O gatilho é a percepção de que a inflação americana se mostra muito mais resistente do que o mercado, assim como o Federal Reserve imaginava no começo do ano. Pela minha métrica preferida para aferir o comportamento dos preços no período mais recente, a inflação nos Estados Unidos, já descontados efeitos pontuais e temporários, roda entre 4,5% e 5,0% ao ano, bem acima da meta de 2% ao ano, e cerca de 1 ponto porcentual mais alta do que estava ao fim do último trimestre de 2023.
O resultado imediato dessa constatação é que as expectativas acerca do processo de redução de taxas de juros se alteraram dramaticamente. No fim do ano passado e começo deste, o mercado atribuía perto de 75% de chance de haver três cortes de juros (de 0,25 ponto porcentual cada um) ainda na primeira metade do ano. Hoje espera a primeira redução apenas em setembro e (talvez) uma segunda no último trimestre.
A própria reavaliação ocorrida neste período já indica que devemos sempre tomar com alguma cautela as reações dos operadores, mas houve impactos consideráveis, em particular nas taxas de juros de longo prazo nos EUA e, consequentemente, no movimento das moedas, com impactos sobre o Brasil.
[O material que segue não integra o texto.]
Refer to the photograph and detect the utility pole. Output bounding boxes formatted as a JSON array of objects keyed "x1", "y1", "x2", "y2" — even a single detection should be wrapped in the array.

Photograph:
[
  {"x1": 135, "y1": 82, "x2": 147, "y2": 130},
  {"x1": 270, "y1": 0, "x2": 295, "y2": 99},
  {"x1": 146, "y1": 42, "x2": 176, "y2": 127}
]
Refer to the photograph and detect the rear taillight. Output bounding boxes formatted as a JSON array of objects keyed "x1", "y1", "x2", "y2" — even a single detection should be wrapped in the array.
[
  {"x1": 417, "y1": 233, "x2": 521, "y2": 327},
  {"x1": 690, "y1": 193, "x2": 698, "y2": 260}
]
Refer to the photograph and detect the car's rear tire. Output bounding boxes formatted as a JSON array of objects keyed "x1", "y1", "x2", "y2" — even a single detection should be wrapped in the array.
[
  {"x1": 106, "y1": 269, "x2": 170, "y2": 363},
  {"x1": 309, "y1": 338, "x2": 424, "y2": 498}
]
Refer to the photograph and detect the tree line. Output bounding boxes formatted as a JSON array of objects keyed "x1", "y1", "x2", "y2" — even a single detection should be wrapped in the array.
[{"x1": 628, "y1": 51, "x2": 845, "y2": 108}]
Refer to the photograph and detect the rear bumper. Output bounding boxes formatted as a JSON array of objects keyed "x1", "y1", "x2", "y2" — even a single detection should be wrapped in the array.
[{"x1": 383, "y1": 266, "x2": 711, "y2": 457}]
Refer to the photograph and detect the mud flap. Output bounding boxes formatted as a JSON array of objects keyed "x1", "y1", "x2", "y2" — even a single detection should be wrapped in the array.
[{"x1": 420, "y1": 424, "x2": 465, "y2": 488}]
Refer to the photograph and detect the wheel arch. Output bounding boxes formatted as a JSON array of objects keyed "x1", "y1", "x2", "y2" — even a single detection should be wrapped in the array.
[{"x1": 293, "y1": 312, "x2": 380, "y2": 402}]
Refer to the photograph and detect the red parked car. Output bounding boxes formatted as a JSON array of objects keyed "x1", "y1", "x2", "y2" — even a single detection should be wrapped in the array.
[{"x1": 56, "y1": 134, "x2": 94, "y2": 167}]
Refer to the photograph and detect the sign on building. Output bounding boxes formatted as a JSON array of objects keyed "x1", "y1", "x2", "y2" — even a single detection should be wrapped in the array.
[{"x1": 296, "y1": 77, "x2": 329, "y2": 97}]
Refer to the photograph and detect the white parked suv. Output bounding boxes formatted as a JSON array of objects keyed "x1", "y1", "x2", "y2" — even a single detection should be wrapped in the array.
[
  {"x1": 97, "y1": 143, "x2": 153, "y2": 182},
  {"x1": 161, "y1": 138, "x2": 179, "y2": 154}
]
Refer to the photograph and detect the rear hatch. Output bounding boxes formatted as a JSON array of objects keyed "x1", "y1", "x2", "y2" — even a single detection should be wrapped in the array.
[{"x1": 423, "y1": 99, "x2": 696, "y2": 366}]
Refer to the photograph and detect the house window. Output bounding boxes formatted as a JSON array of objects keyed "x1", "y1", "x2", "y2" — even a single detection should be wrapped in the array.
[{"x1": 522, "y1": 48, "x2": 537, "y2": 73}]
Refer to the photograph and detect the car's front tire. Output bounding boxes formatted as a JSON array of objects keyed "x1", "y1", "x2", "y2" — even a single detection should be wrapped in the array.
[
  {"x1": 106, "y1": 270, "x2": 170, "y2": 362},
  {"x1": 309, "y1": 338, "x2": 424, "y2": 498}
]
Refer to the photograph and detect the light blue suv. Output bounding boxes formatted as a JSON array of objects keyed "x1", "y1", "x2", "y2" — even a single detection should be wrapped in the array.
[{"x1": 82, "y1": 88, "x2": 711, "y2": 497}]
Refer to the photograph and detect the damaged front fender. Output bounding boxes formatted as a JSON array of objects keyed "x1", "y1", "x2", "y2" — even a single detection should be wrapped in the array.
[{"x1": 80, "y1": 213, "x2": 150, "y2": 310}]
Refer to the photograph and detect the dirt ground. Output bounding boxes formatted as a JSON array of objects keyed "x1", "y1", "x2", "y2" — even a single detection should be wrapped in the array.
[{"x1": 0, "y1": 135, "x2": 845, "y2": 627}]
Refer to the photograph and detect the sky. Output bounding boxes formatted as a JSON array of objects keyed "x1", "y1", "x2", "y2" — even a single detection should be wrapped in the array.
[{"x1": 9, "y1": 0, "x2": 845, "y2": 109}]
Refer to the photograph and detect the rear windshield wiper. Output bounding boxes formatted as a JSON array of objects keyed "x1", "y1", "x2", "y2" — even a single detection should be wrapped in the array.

O juro sobre o título americano de dez anos subiu de menos de 3,80% para 4,60% ao ano no intervalo, atraindo os capitais que fortaleceram o dólar relativamente às demais moedas globais. Consequentemente o euro, que comprava perto de 1,10 dólar no começo de 2024, agora compra apenas 1,065 dólar, ou seja, perdeu 3% de seu valor.
Ocorre que o real tende a acompanhar a relação entre o dólar e o euro, e, em parte como resultado dessa história, o dólar aqui voltou a patamares (bem) superiores a 5 reais, movimento que encarece os produtos importados (assim como aqueles que podem ser facilmente exportados). Como ainda não sabemos quão persistente é esse movimento, não temos uma ideia clara de quanto poderá ser o repasse dos preços internacionais para os domésticos. Mas, de qualquer forma, a ajuda que vinha do dólar mais tranquilo — que auxiliou a segurar o componente industrial do IPCA na casa de 0,6% nos últimos doze meses — se enfraqueceu.
“A ajuda que vinha de um dólar mais tranquilo deixou de existir. A redução da meta fiscal agrava o problema”
Na próxima reunião do Copom, em maio, o comitê deverá avaliar suas novas projeções para a inflação em 2024 e, principalmente, 2025. Em março o BC produziu suas previsões partindo de um dólar na casa de 4,95 reais, enquanto — no momento em que escrevo — ele se encontra pouco abaixo de 5,30, movimento que traria impacto da ordem de 0,6 ponto porcentual para a inflação nos próximos doze meses. Mesmo que fique algo abaixo disso até a reunião, acaba reduzindo o espaço para o corte da Selic.
Nesse contexto, a decisão de afrouxar os gastos públicos, como expressa pela agora oficial redução da meta de resultado fiscal para 2025, de um superávit de 0,5% do PIB para 0% do PIB, agrava consideravelmente o problema.
Isso equivale a acender o fósforo para checar se ainda há gasolina no tanque, explicável apenas pela mistura de ignorância econômica e cupidez política.